Most in the UK people would scoff at the notion that a banking vice president on a salary of £150k ($188k) could have cashflow issues. However, VPs themselves point to the fact that £60k of this disappears in tax and that they still need to live in close proximity to the City or Canary Wharf, both of which are expensive. In this sense, Deutsche Bank’s decision to scrap bonuses for its vice presidents and assistant vice presidents is storing up problems for the future: mid-ranking bankers who can quit for more cash elsewhere are likely to jump.
VPs’ frustration isn’t just about absolute levels of pay though. As ever, it’s all relative. Bonuses in London are now restricted to 200% of salaries, but that still allows for big variations and this is the stage at which high performers at the highest paying banks pull away from the rest. “You’re in your late 20s to early 30s and you start to see all your school/college/grad school mates/colleagues making MD ahead of you,” another VP says. “It’s either that, or they exit to top private equity funds and hedge funds and get married and buy homes in wonderful neighbourhoods. It’s easy to benchmark yourself, for the inadequacy to set in because of all the unfavourable comparisons around you and on your Facebook feed.”
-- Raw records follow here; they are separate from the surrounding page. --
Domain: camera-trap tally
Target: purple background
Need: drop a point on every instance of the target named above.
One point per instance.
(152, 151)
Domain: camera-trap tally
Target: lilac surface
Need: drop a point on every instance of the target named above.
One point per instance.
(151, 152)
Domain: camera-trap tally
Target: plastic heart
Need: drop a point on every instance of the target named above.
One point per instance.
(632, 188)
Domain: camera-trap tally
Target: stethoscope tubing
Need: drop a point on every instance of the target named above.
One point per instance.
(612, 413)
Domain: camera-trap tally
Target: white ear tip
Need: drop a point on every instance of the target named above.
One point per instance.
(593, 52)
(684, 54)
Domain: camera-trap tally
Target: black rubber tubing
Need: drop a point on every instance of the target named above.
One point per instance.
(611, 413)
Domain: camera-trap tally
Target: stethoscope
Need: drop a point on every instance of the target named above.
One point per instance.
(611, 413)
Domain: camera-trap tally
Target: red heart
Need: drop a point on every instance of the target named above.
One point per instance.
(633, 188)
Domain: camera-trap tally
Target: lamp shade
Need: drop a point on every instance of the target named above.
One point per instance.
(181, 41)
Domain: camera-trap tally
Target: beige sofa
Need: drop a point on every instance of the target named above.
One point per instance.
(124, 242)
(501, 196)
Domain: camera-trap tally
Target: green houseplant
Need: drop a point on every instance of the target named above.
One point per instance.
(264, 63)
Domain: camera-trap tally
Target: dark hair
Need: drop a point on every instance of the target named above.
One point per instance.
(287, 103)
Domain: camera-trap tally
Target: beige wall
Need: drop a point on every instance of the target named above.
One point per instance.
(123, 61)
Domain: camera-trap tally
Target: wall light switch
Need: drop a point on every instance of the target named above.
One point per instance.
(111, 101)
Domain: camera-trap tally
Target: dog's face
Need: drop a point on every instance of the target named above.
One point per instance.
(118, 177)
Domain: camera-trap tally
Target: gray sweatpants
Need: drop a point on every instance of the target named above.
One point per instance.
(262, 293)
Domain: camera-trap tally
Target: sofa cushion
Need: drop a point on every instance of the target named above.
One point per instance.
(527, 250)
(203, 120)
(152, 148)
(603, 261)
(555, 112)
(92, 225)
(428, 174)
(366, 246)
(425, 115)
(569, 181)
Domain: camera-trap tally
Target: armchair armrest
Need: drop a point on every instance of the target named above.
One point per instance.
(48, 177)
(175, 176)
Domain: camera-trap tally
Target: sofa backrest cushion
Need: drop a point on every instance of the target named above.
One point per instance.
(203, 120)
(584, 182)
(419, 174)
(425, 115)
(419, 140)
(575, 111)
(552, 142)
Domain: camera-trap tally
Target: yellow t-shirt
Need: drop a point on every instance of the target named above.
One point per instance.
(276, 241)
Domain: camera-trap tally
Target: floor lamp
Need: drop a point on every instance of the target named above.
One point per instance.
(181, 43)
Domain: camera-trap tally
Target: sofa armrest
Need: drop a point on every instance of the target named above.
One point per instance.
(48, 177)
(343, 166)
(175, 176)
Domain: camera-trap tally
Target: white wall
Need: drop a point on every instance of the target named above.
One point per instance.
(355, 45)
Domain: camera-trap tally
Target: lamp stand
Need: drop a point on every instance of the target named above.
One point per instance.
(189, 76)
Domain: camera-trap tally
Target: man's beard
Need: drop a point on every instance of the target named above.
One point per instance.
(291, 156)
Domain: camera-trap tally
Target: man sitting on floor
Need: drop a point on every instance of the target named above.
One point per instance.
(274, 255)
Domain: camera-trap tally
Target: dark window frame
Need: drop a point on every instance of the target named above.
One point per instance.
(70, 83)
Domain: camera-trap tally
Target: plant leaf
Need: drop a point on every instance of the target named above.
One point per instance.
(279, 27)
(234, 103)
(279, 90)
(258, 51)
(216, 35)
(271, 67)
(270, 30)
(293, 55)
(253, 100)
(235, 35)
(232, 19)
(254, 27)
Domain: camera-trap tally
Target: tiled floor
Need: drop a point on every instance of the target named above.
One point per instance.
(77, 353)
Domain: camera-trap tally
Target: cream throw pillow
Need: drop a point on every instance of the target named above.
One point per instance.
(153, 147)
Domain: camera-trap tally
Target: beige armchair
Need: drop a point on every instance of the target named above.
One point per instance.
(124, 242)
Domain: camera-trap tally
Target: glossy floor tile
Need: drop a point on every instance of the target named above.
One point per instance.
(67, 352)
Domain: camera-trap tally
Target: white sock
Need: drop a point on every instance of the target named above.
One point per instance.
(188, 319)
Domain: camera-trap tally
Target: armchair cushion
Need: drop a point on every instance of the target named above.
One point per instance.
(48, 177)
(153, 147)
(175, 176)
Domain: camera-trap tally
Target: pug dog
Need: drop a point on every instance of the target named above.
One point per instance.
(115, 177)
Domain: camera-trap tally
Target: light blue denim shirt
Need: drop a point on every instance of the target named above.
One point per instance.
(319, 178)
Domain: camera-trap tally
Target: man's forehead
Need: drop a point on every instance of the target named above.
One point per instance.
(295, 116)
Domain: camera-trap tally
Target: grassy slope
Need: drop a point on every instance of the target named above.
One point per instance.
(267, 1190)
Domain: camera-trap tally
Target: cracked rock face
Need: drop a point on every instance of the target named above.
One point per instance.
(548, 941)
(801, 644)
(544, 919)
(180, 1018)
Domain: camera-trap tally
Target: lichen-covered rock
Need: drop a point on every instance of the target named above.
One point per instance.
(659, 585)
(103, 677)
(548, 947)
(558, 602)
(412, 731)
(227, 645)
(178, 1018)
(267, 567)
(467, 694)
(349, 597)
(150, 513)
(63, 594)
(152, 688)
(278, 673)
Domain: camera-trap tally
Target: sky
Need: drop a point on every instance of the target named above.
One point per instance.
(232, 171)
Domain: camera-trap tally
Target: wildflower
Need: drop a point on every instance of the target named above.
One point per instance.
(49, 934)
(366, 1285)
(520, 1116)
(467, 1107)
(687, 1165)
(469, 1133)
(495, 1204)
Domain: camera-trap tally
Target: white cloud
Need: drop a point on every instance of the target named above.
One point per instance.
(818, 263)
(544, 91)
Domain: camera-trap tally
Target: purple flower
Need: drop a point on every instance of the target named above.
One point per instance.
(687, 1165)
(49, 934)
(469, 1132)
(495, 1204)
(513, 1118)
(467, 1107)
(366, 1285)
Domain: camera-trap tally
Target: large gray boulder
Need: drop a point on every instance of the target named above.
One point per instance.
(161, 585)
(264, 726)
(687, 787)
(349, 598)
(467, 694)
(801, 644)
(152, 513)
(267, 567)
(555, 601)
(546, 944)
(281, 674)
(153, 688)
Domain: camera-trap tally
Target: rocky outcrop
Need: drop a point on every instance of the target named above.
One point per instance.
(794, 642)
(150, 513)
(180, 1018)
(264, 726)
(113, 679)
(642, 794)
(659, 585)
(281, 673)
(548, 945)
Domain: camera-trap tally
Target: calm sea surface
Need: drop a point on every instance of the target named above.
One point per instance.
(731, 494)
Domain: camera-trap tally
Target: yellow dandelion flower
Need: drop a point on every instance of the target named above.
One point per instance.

Short of paying more and blocking Facebook, what can banks do? One answer would be to forcibly purge the top ranks and create more opportunities for promotion. Top staff are going nowhere voluntarily. “People at the top in banking are getting paid less and less and seeing a collapse in their lifestyles,” says Kerim Derhalli, the former head of equities trading at Deutsche Bank. “MDs want to get out, but they’re still making much more than they could in a comparable job elsewhere and there aren’t the alternatives.” As markets pick up in 2017, Derhalli predicts these senior staff may smell a temporary reprieve and that there will be even fewer post-bonus resignations than usual as a result.
The other option is for banks to make their VPs feel special and to build structured promotions into the mid-ranks. The happiest VPs we spoke to cited both as benefits. “Only the best get promoted to VP here,” one told us. “It’s the analysts and associates who tend to be less motivated – and they just leave.” Another said things used to be miserable for VPs at his (mid-sized) firm, until something was done to address it a year ago: “The old dynamic of unhappiness has been turned on its head by our new structured development programme. We now have visibility of career progression and an incredibly strong, motivated and collaborative VP pool.” Big banks may want to take note.